First person pronouns are used to write a more informal piece, such as a story, essay or narrative, from the perspective of the person doing the writing, you. Many blogs are also written from the first person perspective. Singular first person nouns are “I,” “me,” “my,” “mine” and “we,” and first person plural pronouns are “our,” “ours,” “we” and “us.”
The first person pronouns “I” and “we” are known as subjective pronouns because they act as the subjects of the verb. Consider the following examples:
Example 1: I smiled at him (“I” is the subject of the verb “smiled”).
Example 2: We walked Emily home (“we” is the subject of the verb “walked”).
The personal pronouns “me” and “us” are objective pronouns because they act as the object of verbs and prepositions. Consider the following examples:
Example 1: She smiled at me (“me” is the object of the preposition “at”).

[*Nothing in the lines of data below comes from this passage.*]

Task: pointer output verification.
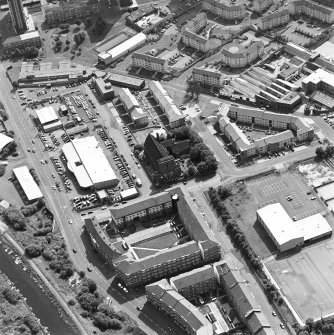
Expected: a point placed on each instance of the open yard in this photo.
(307, 279)
(257, 193)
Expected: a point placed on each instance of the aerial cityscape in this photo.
(166, 167)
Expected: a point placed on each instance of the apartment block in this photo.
(132, 106)
(167, 104)
(149, 62)
(237, 55)
(260, 5)
(71, 10)
(226, 9)
(194, 283)
(294, 129)
(312, 9)
(208, 77)
(184, 314)
(278, 18)
(30, 39)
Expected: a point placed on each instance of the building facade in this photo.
(71, 10)
(313, 10)
(237, 55)
(167, 104)
(260, 5)
(273, 20)
(208, 78)
(149, 62)
(226, 9)
(17, 15)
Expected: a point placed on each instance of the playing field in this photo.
(307, 279)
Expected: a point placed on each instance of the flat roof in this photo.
(326, 191)
(88, 162)
(314, 226)
(123, 47)
(4, 140)
(279, 223)
(46, 115)
(27, 183)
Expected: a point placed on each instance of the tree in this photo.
(33, 250)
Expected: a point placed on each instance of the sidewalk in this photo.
(60, 300)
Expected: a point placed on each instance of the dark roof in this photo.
(154, 150)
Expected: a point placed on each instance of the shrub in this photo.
(11, 296)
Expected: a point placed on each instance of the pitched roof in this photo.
(139, 204)
(193, 277)
(154, 149)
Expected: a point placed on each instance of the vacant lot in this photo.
(307, 279)
(266, 190)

Example 2: Emily walked us home (“us” is the object of the verb “walked”).
“My,” “mine,” “our” and “ours” are possessive pronouns that are used to show ownership. They are usually followed by a noun, as shown by the below example.
Example: Our pay for writing assignments is fair and competitive (“our” shows ownership of “pay for writing assignments”).

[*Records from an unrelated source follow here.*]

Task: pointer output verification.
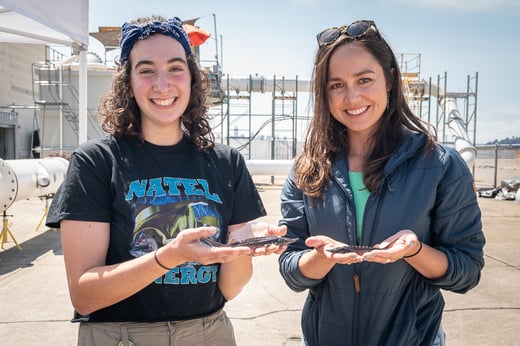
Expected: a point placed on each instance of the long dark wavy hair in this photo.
(326, 136)
(121, 116)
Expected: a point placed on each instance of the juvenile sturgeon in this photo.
(359, 249)
(252, 243)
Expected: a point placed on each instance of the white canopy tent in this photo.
(51, 22)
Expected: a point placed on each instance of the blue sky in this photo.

When other people are mentioned in a sentence, the words “I” and “me” can cause confusion. The construction of the sentence dictates whether you should use “I” or “me.” An easy way to determine which pronoun to use is to leave out the other person in the sentence, and imagine yourself alone in the context of the sentence. Consider the following example:
Example: Andrew and (I/me) are going to the playground.
Remove the other person:
CORRECT: I am going to the playground.
INCORRECT: Me am going to the playground.
From this, you know “I” is the correct pronoun: Andrew and I are going to the playground.
The use of “I” is effective for writing introductions or sharing an interesting, personal incident. “I” is rarely used to begin a factual thesis or express an authoritative statement; it is most commonly used to express personal opinions and in more informal writing.
“We” and “us” are used as collective pronouns that include you as the writer and your readers. Exercise caution when using it in your writing. It is correct to use “we” when you are discussing a common purpose or creating a feeling of equality. On the other hand, it is best not to use it to assume that everyone shares the same opinion.
When confused about whether to use “we” or “us” in a sentence, break the sentence down to just the verb and the subject. Remember that “we” is a subjective pronoun, and “us” is an objective pronoun. If the pronoun is not the subject, use “us.” If the pronoun is the subject, use “we.” Consider the following examples:
Example 1: We/us freelance writers can earn a high income level if hard work is put into our writing (the subject is “we/us freelance writers,” and the verb is “earn”).
The pronoun is the subject, so you use the subjective pronoun of “we.”
Example 2: More work comes to we/us writers who write engaging content and proofread well (the subject is “work,” and the verb is “comes”).
The pronoun is not the subject, so you use the objective pronoun of “us.”